Bhagawan is a 2004 Indian Kannada-language action drama film directed by H. Vasu and written by Dwarki. The film features Darshan and Anjali (Daisy Bopanna) in the lead roles, whilst Bhavana and Sai Kumar play other pivotal roles.
The film featured an original score and soundtrack was composed by Rajesh Ramanath.

== Cast ==
- Darshan as Bhagawan "Bhagi"
- Bhavana as Bobby
- Daisy Bopanna (credited as Anjali) as Nanditha
- Sai Kumar Pudipeddi as Devudu
- Rangayana Raghu as Sharath Simha
- Babloo Prithviraj
- Ayyappa P. Sharma
- Nagashekar
- Bullet Prakash
- Bank Janardhan
- Jayalakshmi
- Sundar Raj

==Production==
The song "Jeeva Jeevakke" was shot at Rockline Studios. The song "Gopalappa" was shot in a dhaba set at Rockline Studios.
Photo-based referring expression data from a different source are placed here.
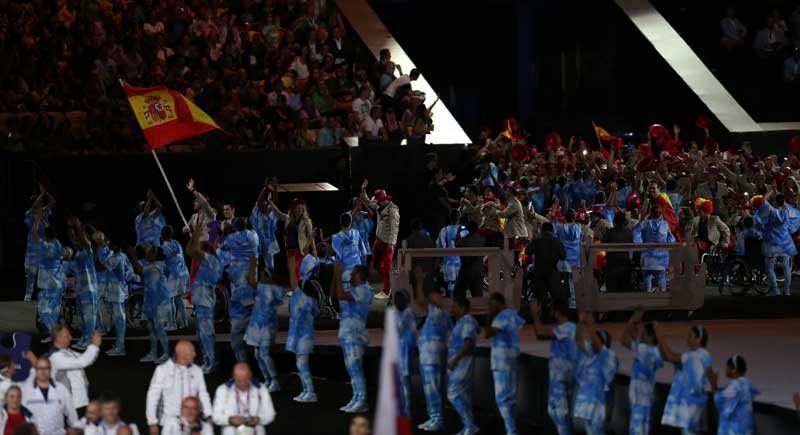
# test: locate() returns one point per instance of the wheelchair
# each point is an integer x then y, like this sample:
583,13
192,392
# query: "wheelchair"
742,274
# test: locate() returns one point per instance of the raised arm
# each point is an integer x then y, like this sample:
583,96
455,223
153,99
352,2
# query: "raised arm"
155,202
51,201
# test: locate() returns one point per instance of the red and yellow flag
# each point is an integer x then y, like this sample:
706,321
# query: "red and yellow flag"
602,133
166,116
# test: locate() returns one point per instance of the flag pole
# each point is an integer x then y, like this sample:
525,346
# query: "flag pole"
166,180
171,192
597,135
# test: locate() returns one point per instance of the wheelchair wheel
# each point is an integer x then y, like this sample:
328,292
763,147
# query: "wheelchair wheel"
759,282
734,278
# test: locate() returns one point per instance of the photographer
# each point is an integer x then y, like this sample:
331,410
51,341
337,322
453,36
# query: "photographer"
189,422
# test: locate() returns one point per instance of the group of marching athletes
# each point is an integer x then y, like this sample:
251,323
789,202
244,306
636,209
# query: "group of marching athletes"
582,364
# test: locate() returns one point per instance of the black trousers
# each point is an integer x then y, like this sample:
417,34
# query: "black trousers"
469,278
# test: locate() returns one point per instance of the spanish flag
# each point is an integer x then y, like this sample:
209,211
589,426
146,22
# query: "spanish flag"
166,116
602,133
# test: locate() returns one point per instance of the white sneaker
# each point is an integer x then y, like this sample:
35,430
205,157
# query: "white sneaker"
274,387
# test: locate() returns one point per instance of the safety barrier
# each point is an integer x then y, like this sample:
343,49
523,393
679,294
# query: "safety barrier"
686,280
501,276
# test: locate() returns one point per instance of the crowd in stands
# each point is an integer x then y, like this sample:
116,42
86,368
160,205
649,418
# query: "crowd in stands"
274,74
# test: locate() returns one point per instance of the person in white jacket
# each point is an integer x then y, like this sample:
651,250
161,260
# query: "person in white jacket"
13,406
172,382
242,405
49,402
68,365
189,422
110,424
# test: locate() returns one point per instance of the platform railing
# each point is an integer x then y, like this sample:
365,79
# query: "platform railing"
500,272
685,277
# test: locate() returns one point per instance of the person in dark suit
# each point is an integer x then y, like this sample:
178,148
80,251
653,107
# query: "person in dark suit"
618,265
421,239
470,276
547,251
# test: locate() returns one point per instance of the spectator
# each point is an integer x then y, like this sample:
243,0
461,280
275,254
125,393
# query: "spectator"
733,31
402,84
372,127
109,422
172,382
50,403
189,422
91,415
362,106
242,403
714,190
791,68
12,413
770,41
68,365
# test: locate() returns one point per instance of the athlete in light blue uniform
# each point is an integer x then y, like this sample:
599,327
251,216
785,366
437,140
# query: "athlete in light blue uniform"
353,337
570,234
561,366
460,362
237,249
263,325
155,308
407,324
303,307
149,221
204,297
749,232
734,402
687,399
113,286
85,284
32,252
447,239
641,340
655,262
347,247
779,220
504,332
50,276
363,223
596,371
177,278
432,343
265,223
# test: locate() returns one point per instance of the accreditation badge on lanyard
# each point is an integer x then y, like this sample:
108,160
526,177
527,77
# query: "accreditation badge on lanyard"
243,406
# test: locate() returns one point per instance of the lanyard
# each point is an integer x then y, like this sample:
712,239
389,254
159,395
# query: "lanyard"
240,402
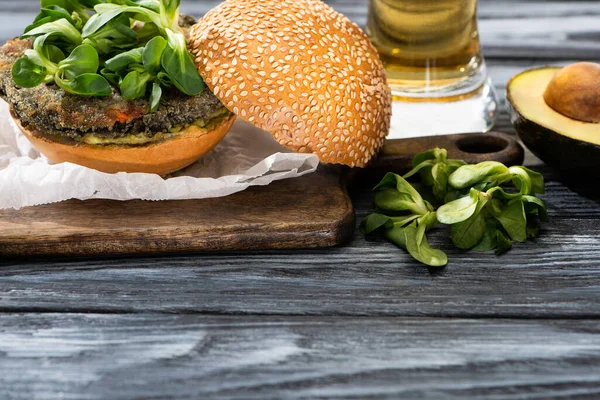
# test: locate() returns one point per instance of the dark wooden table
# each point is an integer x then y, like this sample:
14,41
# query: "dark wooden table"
358,321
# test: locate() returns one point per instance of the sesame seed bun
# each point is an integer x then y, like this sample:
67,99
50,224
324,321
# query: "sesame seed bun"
160,158
299,70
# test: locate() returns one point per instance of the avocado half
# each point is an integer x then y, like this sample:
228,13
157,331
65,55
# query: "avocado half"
570,145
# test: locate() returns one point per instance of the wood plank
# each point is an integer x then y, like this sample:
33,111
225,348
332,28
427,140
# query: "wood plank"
189,357
555,275
311,211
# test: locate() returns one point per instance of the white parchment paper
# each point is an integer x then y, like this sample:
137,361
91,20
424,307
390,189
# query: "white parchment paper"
246,157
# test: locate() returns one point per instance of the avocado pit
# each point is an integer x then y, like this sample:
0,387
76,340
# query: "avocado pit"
575,92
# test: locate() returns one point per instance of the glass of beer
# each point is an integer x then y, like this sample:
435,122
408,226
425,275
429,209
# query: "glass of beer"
431,52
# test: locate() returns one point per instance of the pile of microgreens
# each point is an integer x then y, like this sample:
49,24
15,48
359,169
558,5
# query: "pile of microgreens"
136,45
483,215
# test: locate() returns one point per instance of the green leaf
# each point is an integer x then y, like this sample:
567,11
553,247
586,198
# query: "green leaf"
108,12
512,217
418,246
178,63
469,233
164,79
83,60
152,55
61,28
169,10
27,74
406,193
155,96
111,76
498,193
418,168
440,174
133,85
459,210
121,61
469,175
49,14
537,181
153,5
503,243
53,53
86,85
521,179
375,221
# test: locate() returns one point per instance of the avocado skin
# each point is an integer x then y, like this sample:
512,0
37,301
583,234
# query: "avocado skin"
572,157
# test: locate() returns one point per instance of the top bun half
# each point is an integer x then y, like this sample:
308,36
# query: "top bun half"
299,70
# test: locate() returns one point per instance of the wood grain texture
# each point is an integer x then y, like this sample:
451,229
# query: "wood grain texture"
397,154
138,349
311,211
191,357
555,275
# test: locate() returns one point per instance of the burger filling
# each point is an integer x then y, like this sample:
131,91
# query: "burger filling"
49,111
73,81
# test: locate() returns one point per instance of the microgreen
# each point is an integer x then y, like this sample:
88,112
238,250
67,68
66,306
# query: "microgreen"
487,205
85,46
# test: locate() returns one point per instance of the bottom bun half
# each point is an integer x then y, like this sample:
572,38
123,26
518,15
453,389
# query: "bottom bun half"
159,158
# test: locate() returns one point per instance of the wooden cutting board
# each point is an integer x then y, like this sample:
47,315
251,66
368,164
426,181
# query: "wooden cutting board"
311,211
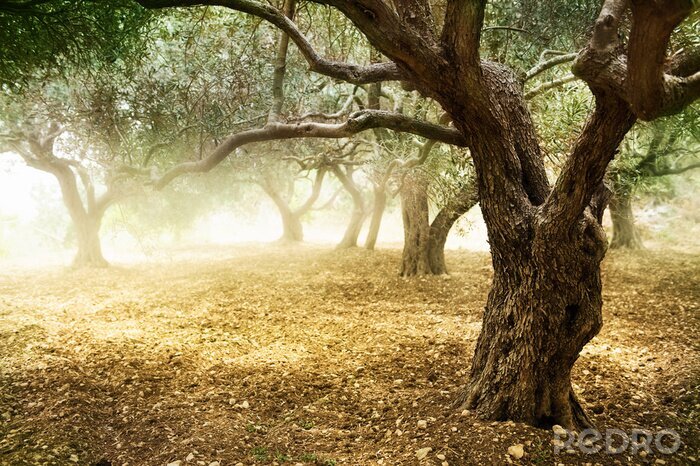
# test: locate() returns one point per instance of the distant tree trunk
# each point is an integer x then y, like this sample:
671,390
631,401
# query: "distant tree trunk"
86,221
424,242
89,247
292,228
352,232
416,227
380,199
625,232
440,228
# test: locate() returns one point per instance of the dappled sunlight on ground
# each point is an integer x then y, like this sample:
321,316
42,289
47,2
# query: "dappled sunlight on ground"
306,354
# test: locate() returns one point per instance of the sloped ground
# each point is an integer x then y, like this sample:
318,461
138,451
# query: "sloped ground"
304,355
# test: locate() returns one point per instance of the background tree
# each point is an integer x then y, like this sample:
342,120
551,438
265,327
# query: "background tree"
546,240
653,152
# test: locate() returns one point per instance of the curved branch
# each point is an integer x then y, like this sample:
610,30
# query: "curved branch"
544,87
547,64
352,73
357,122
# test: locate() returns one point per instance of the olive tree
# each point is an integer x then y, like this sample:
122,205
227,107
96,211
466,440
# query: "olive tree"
546,237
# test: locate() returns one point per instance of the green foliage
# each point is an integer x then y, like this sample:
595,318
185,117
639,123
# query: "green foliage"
45,38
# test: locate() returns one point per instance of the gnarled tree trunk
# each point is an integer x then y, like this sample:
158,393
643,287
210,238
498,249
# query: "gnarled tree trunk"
625,232
424,241
441,225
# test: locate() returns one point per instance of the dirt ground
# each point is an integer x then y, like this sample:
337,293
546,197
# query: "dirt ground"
278,355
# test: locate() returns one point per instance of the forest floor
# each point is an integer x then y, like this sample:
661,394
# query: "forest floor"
303,355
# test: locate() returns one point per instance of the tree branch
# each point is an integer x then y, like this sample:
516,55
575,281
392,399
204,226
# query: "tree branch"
585,168
349,72
357,122
550,63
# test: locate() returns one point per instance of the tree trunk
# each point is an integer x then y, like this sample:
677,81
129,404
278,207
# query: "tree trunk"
440,228
292,229
625,232
89,247
424,242
377,215
546,297
416,227
87,220
352,232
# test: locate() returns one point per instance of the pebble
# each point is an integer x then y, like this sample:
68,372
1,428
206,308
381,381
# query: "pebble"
516,451
423,452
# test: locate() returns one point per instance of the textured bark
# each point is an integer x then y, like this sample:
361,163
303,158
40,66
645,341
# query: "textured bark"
378,209
424,241
625,232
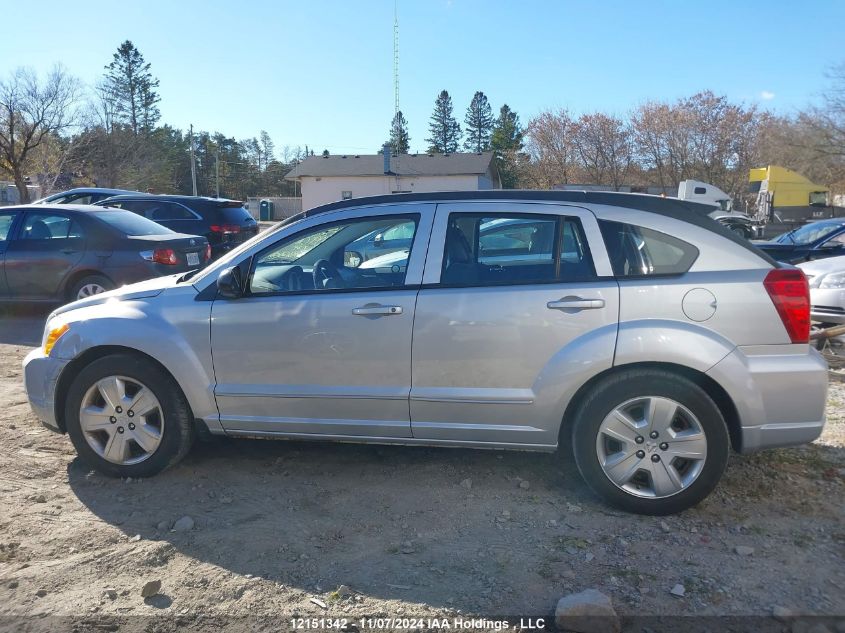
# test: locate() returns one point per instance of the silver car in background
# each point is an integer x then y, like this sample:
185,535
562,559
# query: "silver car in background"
633,333
827,289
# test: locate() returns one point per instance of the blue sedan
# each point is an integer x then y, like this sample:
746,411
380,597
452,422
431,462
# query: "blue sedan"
818,240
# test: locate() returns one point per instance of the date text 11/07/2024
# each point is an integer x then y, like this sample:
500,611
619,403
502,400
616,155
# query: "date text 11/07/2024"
447,624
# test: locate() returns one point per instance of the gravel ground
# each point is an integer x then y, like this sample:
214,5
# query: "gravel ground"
279,529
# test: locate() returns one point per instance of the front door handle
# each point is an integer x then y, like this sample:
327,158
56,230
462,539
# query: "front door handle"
377,310
575,303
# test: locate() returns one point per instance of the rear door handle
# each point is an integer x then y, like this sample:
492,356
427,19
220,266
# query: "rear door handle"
575,303
377,310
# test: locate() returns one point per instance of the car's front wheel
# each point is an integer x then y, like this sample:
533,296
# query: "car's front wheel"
127,418
650,441
90,286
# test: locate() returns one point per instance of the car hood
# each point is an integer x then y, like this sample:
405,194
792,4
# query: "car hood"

The filming was completed in the first week of June 2004.

== Soundtrack ==
The music was composed by Rajesh Ramanath.

Track listing
| No. | Title | Lyrics | Singer(s) | Length |
|---|---|---|---|---|
| 1. | "Chinage Buddha" | V. Nagendra Prasad | Hemanth |  |
| 2. | "Chaska Maska Hudugi" | Kaviraj | Chaitra H. G. |  |
| 3. | "Comeonu Comeonu" | Ramnarayan | Hemanth, Shamitha Malnad |  |
| 4. | "Suntara Galiya" | Dwarki | Hemanth |  |
| 5. | "Gopalappa" | V. Nagendra Prasad | B. Jayashree, Rajesh Ramanath |  |
| 6. | "Jeeva Jeevakke" | Dwarki | Rajesh Krishnan, Lakshmi Manmohan |  |
| 7. | "Chandrana Ooralli" | K. Kalyan | Rajesh Krishnan, Nanditha |  |

== Reception ==
A critic from Sify wrote that "If you are a fan of Darshan, go and watch it". S. N. Deepak of Deccan Herald wrote "Saikumar’s dialogue delivery in both Kannada and Telugu are worth a mention.
Moreover, the film has all the ingredients that appeal to the front benchers — loads of action scenes, an item number by Jr Silk Smitha, the heroine’s dream of hero chasing her in a forest, glamorous Anjali’s dance and her duet with Darshan, the confrontation scenes between Saikumar and Darshan, the family scenes of the hero, Bhavana’s jogging scene and her sentimental mobile scene in the second half".